Through the Wellcome-funded project, we are giving a group of Ikamva learners a series of high-level scientific workshops that are designed to describe relevant TB biomedical research (rather than traditional health information). From this, they will start understanding the principles of TB – infection, transmission and control. Thereafter, they will be given professional advice and filming equipment to interview members within their respective communities, independently investigating issues they feel might contribute to the misconceptions surrounding TB. Under the guidance from artists, they will then develop short documentaries and an online campaign to disseminate information from the scientific workshops.
In its most basic form, our new project aims to decrease current taboos and stigmas surrounding TB. We hope that access to accurate and contemporary scientific information will help significantly in achieving this, as it did with the pilot project. Moreover, by interacting with the learners, we aim to generate a sense of self-empowerment and hope that this will have a “ripple” effect as they go out and influence, educate, or play a role in their community.
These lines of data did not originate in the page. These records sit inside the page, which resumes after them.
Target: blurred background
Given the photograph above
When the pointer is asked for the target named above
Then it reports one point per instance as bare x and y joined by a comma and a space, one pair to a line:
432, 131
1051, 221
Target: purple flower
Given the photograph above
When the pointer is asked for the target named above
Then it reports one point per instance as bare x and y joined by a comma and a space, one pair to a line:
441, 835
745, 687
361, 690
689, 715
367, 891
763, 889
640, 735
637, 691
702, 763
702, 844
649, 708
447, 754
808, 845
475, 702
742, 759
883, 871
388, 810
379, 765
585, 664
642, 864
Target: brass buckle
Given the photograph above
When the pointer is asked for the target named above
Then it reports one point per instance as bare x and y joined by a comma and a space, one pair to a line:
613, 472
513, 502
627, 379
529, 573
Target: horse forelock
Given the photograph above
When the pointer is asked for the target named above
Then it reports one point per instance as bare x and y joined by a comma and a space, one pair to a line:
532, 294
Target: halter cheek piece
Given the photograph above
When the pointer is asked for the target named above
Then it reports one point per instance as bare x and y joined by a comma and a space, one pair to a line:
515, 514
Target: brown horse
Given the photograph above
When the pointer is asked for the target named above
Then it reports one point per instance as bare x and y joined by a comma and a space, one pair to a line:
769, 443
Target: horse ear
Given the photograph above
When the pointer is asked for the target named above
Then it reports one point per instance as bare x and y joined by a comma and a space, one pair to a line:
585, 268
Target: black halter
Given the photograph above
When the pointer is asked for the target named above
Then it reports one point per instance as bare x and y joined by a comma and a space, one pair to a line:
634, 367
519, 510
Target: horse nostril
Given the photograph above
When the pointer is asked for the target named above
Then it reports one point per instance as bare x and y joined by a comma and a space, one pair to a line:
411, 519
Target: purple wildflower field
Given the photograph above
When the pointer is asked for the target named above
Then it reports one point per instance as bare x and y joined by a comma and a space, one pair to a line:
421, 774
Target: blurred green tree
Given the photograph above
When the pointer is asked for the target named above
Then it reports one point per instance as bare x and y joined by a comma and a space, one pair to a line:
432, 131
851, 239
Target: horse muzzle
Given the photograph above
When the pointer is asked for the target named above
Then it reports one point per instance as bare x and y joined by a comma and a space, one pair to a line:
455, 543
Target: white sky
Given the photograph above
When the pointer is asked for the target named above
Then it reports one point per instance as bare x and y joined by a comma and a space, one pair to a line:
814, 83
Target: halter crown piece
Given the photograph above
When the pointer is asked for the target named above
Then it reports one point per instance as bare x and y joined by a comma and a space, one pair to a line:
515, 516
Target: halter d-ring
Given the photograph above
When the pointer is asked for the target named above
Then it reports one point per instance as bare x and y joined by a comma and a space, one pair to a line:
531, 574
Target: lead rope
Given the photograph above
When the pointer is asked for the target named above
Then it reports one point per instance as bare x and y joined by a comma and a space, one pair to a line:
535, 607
From my perspective as a young South African scientist, interaction with the learners living in highly affected communities and practicing South African artists has influenced my own research in an appreciable manner. While challenging, the act of translating the vast biology of TB into concepts accessible to the youth has been hugely beneficial to my understanding of what the key TB issues are. Moreover, the conceptual approach taken by artists has added a depth to my scientific thinking. A year ago, none of this would have occurred to me, but today I can’t imagine a career in science without this form of engagement.
Anastasia Koch is a PhD student studying the physiology of the causative agent of TB, Mycobacterium tuberculosis. She has a keen interest in public engagement and finding ways to better communicate biomedical research to communities where diseases have the biggest impact. She has no conflict on interests to declare. She acknowledges the help of Herman de Klerk, Olivia Carulei and Digby Warner in writing this piece.